The Terps’ boast two of the best college players in the nation—seniors Kristi Toliver and Marissa Coleman. This terrible twosome has punished their opponents with a wide-open offensive attack.
Coleman especially has been a hard player to defend.
In the Terps’ first round game versus Dartmouth, Coleman managed just nine points but lassoed 18 rebounds. There is no quit in her game. If she’s not scoring in double figures, she is hitting the boards.
And with Toliver leading the charge at point guard, this talented forward continues to add to her impressive career totals.
Her basketball resume is rich with accomplishment. In 2006, as a freshman, she was the ACC rookie of the year and made the first team all-ACC tournament team.
The Terrapins shocked the world later that year, defeating the heavily-favored Duke Blue Devils team 78-75 in overtime to seal the Terrapins' first NCAA championship.
In the last minute of overtime, Coleman knocked down two big free throws and grabbed the game’s final rebound. The celebratory cheers from the faithful fans, who believed in them from day one, could be heard cascading down from the rafters at the Pitt in Albuquerque, New Mexico.
The 2008-2009 season is shaping up to be a Terps’ supporter’s dream.
Maryland has put together a phenomenal run that began after a February 89-81 loss to then No. 19 Virginia.
Since that surprising defeat, the Terrapins have won 15 straight games, using an opportunistic offensive approach, which gives the team more chances to score off of their opponents’ mistakes.
Coach Brenda Frese leans on Toliver and Coleman to jump start the Maryland offensive game plan but knows she has other weapons in her arsenal for defensive purposes. I have heard ESPN analysts gripe about Maryland’s lack of defensive effort.
They accuse Maryland of being one-dimensional at times, which boggles this amateur reporter’s mind.
Freshman center Lynetta Kizer earned ACC rookie of the year honors, not by her offensive prowess, but by her outstanding defensive presence in the paint. She averaged 11 points and 13 rebounds a game.

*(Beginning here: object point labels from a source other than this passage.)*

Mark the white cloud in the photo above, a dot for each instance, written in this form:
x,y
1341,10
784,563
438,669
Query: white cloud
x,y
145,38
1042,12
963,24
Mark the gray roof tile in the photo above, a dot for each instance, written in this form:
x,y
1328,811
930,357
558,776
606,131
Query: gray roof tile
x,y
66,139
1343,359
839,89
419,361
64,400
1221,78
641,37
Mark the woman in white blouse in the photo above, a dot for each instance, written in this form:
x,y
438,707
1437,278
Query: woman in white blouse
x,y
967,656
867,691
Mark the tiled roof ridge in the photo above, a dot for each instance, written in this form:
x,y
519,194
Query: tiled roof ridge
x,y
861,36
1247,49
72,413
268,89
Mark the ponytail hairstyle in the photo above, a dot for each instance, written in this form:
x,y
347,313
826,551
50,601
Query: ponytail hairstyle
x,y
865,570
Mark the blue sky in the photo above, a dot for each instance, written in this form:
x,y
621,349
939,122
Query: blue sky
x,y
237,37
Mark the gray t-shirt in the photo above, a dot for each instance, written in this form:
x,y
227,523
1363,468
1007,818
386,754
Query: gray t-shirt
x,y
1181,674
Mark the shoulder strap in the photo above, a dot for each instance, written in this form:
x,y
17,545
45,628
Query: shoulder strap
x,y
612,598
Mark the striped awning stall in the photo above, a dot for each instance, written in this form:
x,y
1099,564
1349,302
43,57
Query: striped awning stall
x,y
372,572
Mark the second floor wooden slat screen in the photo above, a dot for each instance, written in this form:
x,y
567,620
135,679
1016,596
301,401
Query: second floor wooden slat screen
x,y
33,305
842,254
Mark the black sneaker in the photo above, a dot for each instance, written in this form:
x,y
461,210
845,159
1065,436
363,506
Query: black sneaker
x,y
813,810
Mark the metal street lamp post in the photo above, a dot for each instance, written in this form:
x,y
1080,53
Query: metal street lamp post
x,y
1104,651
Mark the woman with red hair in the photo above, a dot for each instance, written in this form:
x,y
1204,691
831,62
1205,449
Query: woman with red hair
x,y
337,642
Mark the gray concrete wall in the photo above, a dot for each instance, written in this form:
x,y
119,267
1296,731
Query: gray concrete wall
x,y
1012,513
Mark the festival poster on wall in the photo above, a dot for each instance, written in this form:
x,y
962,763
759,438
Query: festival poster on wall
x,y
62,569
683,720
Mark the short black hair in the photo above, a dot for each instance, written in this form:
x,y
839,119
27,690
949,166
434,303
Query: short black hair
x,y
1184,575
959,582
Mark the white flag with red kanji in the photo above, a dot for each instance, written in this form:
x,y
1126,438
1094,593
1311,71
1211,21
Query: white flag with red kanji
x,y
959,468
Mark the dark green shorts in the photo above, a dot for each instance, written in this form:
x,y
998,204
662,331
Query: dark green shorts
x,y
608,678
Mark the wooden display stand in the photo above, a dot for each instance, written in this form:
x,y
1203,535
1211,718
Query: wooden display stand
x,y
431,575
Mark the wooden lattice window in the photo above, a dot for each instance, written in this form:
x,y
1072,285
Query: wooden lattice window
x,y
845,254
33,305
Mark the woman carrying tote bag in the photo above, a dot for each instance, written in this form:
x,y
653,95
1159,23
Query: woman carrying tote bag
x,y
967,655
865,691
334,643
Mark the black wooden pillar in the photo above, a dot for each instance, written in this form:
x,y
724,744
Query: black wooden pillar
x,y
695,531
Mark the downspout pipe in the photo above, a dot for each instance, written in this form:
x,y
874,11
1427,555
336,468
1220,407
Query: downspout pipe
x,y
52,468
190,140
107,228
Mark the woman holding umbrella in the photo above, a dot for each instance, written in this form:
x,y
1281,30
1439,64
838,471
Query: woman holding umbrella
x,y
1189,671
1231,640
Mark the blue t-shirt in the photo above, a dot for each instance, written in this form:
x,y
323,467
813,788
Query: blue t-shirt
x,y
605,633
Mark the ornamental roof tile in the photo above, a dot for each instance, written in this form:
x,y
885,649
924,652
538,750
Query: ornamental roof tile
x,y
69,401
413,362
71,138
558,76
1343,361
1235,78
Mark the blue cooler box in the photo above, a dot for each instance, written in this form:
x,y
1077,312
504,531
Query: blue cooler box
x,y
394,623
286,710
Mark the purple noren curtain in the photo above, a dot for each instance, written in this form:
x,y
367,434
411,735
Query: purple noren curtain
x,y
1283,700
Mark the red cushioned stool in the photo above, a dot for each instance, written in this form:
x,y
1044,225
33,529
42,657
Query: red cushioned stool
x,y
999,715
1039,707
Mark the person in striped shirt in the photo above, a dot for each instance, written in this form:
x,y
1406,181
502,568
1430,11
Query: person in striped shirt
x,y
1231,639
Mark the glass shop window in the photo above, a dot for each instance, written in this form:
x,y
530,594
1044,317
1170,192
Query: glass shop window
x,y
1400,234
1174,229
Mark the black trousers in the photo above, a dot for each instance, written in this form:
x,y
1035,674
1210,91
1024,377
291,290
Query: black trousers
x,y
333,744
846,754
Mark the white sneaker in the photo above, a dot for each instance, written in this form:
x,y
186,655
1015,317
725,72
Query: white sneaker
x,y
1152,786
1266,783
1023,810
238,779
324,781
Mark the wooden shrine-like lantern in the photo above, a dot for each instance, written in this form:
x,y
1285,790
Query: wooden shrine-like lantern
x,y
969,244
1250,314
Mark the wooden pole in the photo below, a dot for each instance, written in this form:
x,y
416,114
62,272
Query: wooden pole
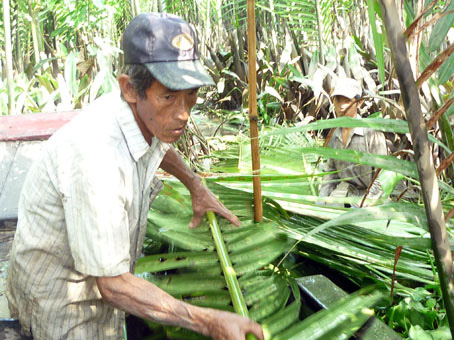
x,y
423,157
9,57
253,118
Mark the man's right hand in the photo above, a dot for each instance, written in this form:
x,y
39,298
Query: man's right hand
x,y
230,326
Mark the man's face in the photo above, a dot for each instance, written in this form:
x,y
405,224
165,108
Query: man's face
x,y
164,113
345,106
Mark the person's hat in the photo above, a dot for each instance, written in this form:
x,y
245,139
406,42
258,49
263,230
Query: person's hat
x,y
347,87
167,46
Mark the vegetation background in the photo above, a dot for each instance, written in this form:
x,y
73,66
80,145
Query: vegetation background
x,y
60,55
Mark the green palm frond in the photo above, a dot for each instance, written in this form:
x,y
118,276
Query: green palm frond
x,y
190,269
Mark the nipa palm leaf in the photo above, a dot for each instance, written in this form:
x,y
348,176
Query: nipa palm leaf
x,y
190,270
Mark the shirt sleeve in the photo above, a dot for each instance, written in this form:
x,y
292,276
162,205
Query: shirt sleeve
x,y
94,201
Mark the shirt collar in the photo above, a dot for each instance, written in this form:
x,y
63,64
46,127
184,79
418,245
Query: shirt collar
x,y
137,144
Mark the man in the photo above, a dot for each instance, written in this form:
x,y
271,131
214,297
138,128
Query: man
x,y
83,207
351,179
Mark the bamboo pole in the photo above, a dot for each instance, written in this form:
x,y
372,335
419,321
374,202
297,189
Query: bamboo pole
x,y
426,171
9,57
253,118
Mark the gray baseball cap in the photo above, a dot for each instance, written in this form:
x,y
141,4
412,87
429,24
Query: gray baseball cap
x,y
347,87
167,46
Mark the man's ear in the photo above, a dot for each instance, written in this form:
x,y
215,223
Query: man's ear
x,y
129,93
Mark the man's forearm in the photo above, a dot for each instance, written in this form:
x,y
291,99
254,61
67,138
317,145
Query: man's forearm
x,y
143,299
174,164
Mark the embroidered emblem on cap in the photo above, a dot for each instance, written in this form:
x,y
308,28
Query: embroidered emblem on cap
x,y
183,42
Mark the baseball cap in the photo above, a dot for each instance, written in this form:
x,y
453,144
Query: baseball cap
x,y
347,87
167,46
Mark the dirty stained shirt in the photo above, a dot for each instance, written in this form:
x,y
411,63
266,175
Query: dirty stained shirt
x,y
82,214
357,176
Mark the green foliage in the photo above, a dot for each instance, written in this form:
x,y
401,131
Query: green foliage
x,y
191,271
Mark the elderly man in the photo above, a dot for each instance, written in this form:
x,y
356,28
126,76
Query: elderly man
x,y
351,179
83,207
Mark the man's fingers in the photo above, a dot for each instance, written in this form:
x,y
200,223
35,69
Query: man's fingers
x,y
256,329
195,221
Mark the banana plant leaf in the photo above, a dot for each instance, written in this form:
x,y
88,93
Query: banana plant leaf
x,y
190,268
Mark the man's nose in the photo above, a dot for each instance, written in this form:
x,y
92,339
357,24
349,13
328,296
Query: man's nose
x,y
183,110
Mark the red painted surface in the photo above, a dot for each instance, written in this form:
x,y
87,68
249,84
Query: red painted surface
x,y
33,126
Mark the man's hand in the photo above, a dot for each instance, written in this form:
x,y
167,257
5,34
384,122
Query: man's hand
x,y
230,326
145,300
204,200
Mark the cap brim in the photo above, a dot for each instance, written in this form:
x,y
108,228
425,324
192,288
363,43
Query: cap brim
x,y
180,75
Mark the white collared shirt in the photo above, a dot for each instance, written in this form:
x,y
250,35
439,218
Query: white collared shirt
x,y
82,214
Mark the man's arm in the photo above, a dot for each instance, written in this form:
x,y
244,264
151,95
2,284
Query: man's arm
x,y
203,199
143,299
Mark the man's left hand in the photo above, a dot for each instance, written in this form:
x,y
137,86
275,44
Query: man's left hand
x,y
204,200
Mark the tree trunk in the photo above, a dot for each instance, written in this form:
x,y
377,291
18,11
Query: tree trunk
x,y
34,28
9,56
426,171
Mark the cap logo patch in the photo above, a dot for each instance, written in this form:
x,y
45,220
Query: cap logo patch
x,y
183,42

Maryland has had three players receive this award since 2005.
This is not a team who waits for something good to happen. These women go for it on every play. To watch them blossom under extreme scrutiny from so-called basketball geniuses has been a gift in itself. The Terrapins want to be better than good; they want to be great.
The evidence is in the words of their fearless leaders.
After the Utah game, Coleman was asked this interesting question. “When you signed your letter-of-intent, did you ever imagine you and Kristi would go [65-3] at home and become a part of Maryland’s history like this?"
“To be honest, I think we were overconfident when we came in,” said Coleman. “Kristi and just thought we could win all of our games. And then we won a national title our first year, it almost gave us a false sense of how easy it is. We really had to work to get back to where we are. Right now we feel like we are on a mission.”
Toliver spoke of her ignorance after tasting early success. “When I signed to play at Maryland, I believed we could win four championships,” said Toliver. “Both Marissa and I expected that.
"We didn’t have a clue as to how unrealistic that idea was. But Risa and I know we haven’t done anything yet. We want a second NCAA title. Not for us but for the fans.”
Connecticut and Maryland have to make it to the championship game to determine which team reigns supreme. Good luck to both teams, as the NCAA tournament battles wage on.